But with math minute you are not reasoning quickly. You are recalling facts quickly.
Reasoning and recalling a fact from memory are two different things
Well, yes and no. Why is the 10 times table easier to memorise than the others? Because you don't really memorise it - you understand the numbers well enough that you can work it out very fast. Hands up all those who still don't feel as though they truly recall times table facts from memory, but rather, work them out every time fast enough that it looks to everyone else as though they're recalling them from memory? (My hand is raised, even though as I said elsewhere I think of myself as a slow processor.) [ETA: on second thoughts, this is less true than it used to be before I helped DS learn his tables, actually! I am now wasting several more synapses on this task than I used to ;-) ]

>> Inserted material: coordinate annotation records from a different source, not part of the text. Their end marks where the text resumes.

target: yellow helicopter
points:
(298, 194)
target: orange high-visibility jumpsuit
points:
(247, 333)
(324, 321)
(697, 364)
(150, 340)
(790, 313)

Reasoning and remembering are really intimately entwined. When you solve a novel problem, you never approach it
completely from first principles: part of what you're doing is allowing your memory to bubble up possible approaches that have helped with similar problems in the past. To over-simplify, there are two ways to be bad at problem solving in maths:
1) too much reliance on memory: being unable to solve any problem that isn't extremely similar to something you've solved in the past
2) too little reliance on memory: being overwhelmed by the need to work out anew a strategy for doing every tiny piece of arithmetic that comes up in the course of doing the problem.
Times tables and other number facts are about as far on the memory end as it's possible to go, but even there, I bet if we had the neuroscience to be sure, we'd see that logical reasoning plays a role even there for many people. And a key thing for mathy children who hate memorising is: this is fine. If you can get the answers fast enough and easily enough that it looks as though you have them memorised and working them out doesn't slow you down, that's OK. And practising strategies so that you get that fast is worthwhile in that it deepens your understanding of how numbers work, in a way that "dumb" memorising isn't.